Le conseil régional, kézaco?
La loi de décentralisation du 2 mars 1982 donne aux régions le rang de collectivités territoriales (art. 59). Cette disposition ne devient effective qu'en 1986, lors de la première élection des conseils régionaux au suffrage universel.
Cette loi constitue l'aboutissement du processus de mise en place d'une structure régionale, liée à l'aménagement du territoire datant de 1955, avec la création de «21 régions de programme».
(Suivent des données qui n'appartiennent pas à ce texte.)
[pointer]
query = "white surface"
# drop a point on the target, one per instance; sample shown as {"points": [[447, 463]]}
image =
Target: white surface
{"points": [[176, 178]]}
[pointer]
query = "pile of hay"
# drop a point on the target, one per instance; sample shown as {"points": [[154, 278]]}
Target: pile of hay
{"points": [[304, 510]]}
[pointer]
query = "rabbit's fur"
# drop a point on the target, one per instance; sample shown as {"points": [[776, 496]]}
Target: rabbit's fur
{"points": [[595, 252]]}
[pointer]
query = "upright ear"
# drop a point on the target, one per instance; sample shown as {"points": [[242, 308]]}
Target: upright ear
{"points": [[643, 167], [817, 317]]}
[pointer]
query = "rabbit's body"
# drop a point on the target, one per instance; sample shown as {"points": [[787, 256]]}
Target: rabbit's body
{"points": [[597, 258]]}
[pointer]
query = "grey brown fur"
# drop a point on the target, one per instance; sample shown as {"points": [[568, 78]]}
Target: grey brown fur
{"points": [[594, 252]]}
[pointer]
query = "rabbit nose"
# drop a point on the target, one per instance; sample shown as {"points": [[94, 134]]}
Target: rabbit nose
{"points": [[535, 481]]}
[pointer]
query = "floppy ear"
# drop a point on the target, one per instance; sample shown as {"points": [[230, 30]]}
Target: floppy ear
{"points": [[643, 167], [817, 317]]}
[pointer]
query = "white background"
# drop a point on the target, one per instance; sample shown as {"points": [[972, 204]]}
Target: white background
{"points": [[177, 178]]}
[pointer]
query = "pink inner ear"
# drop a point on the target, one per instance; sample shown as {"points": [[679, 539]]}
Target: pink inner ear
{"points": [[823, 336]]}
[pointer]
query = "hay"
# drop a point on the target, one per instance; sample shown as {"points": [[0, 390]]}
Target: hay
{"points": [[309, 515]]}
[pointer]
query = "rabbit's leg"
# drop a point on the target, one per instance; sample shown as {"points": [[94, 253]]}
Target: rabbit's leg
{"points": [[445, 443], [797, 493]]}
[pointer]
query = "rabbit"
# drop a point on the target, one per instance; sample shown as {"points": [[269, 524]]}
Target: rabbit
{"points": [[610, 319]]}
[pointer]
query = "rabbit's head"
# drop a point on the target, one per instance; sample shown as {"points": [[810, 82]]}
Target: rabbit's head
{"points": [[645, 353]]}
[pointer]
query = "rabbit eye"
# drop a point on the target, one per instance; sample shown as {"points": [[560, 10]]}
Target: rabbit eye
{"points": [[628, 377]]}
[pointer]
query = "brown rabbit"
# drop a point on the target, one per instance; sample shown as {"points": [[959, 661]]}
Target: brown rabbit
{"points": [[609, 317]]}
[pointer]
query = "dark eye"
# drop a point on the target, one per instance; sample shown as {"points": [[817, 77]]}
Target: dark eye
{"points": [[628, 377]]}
Un décret du 14 mars 1964 crée les préfets de région, chargés de mettre en oeuvre la politique du gouvernement concernant le développement économique et l'aménagement du territoire. La loi du 5 juillet 1972 met en place les 22 régions. Le préfet de région détient alors le pouvoir exécutif.
La loi Defferre, en 1982, fait de la région une collectivité territoriale de plein exercice. La région devient une collectivité territoriale à part entière (comme les communes ou les départements), inscrite dans la constitution en 2001. Elle est composée de deux assemblées: le conseil régional (assemblée délibérative) et le CESR, conseil économique et social régional (assemblée consultative). Le CESR comprend quatre collèges: entreprises et activités non salariées, syndicats de salariés, organismes participant à la vie de la région, personnalités qualifiées. Son rôle est d'émettre des avis sur le udget de la région et sur les principaux domaines d'intervention.
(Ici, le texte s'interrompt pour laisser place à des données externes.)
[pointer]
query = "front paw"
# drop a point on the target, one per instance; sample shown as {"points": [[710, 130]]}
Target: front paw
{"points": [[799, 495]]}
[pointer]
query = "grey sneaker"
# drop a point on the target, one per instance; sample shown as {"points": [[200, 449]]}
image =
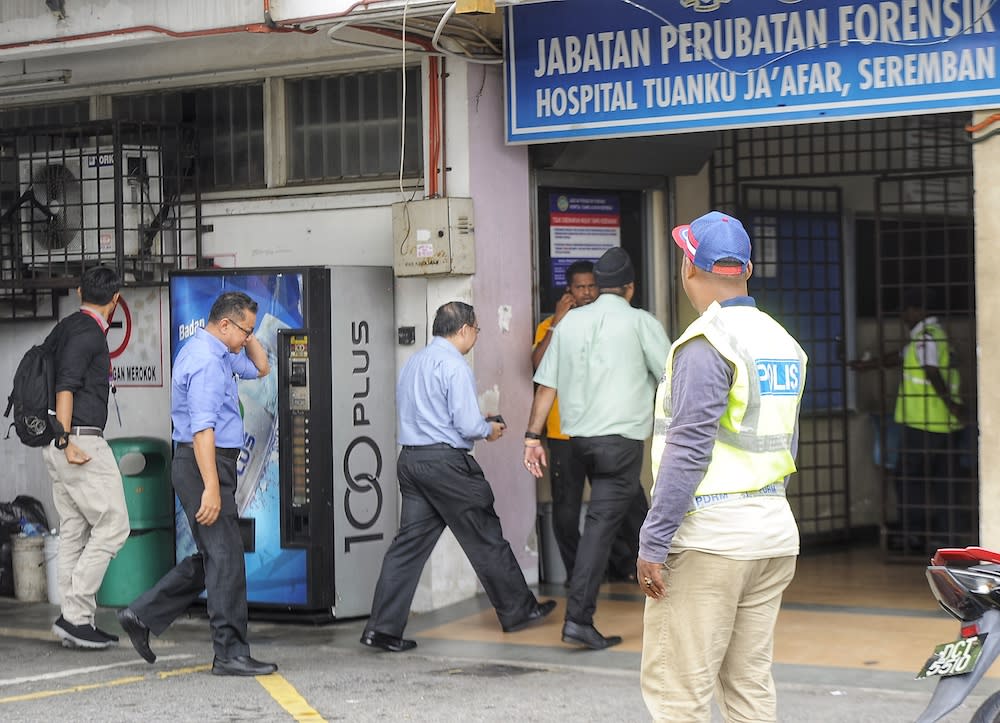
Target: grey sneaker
{"points": [[79, 636]]}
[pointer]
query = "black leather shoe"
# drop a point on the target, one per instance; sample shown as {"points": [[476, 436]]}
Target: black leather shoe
{"points": [[536, 615], [241, 665], [138, 633], [587, 636], [387, 642]]}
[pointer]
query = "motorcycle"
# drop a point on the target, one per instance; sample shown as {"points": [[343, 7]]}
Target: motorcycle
{"points": [[966, 584]]}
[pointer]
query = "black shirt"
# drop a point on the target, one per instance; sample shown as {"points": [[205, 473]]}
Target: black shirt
{"points": [[83, 366]]}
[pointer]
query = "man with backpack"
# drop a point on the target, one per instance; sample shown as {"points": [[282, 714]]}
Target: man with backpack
{"points": [[86, 484]]}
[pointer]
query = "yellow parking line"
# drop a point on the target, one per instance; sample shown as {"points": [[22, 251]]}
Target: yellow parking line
{"points": [[75, 689], [288, 698]]}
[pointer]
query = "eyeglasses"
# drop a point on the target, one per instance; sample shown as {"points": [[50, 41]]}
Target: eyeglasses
{"points": [[246, 332]]}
Il existe des régions à statut particulier: les ROM (régions d'outre-mer) constitués d'un seul département, et la Corse dotée d'un statut particulier depuis 1991.
Principales compétences des régions: enseignement, formation professionnelle, transports - qui absorbent les deux tiers du budget.
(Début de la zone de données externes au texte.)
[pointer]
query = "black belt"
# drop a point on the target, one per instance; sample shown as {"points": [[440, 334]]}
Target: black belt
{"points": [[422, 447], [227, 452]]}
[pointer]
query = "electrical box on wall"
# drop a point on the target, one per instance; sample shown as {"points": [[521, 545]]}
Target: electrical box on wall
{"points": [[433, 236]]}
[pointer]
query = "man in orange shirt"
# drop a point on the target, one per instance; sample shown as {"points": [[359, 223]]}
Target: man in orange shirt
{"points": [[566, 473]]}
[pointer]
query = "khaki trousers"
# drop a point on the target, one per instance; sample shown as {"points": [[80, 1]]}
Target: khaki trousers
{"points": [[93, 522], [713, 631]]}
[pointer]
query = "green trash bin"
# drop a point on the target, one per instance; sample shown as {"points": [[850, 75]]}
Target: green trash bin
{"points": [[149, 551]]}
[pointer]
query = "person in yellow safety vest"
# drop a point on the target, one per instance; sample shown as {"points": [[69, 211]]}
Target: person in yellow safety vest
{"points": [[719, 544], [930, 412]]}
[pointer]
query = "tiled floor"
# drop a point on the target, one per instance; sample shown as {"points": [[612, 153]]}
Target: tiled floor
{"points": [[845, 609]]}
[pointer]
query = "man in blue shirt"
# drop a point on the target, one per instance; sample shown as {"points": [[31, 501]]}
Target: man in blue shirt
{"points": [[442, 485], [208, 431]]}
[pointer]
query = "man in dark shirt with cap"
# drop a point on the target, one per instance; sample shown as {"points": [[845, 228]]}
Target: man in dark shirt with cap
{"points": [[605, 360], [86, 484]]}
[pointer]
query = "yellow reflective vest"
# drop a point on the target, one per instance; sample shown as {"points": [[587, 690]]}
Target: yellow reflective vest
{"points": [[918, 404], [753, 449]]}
Autre domaines d'intervention: action économique, aménagement du territoire, agriculture, culture, environnement. Dans l'ensemble des budgets des collectivités locales, les régions ne pesaient en 2004 que 11,5% contre 34,4% aux département et 54,1% aux communes. La fiscalité des régions repose principalement sur la taxe professionnelle et sur les taxes foncière (les régions ne lève plus la taxe d'habitation). La principale dotation de l'Etat (DGF) a été peu revalorisée et les transferts de compétences n'ont pas été entièrement compensés.
En 1982 ont été également instituées les Chambres régionles des comptes (une par région) chargées de contrôler la gestion des collectivités locales. Ce garde-fou était le minimum nécessaire pour éviter les dérives de potentats locaux à la tête de baronnies dotées des nouveaux pouvvoirs. Ce rôle pourtant limité est cependant remis en cause aujourd'hui par le projet Sarkozy de les regrouper et de réduire leur prérogatives.
Les lois de 1982 rompaient partiellement avec la centralisation jacobine française. Pourquoi passer par Paris pour construire un gymnase à Guéret? Certes, mais les lois Defferre et celles qui ont suivi n'ont guère remis en cause le pouvoir des notables (au contraire même), elles n'ont pas favorisé une plus grande intervention des citoyens dans la vie locale, et elle n'ont pas favorisé non plus une redistribution des richesses et une réduction des inégalités entre collectivités locales. Bien loin de la décentralisation solidaire et démocratique nécessaire.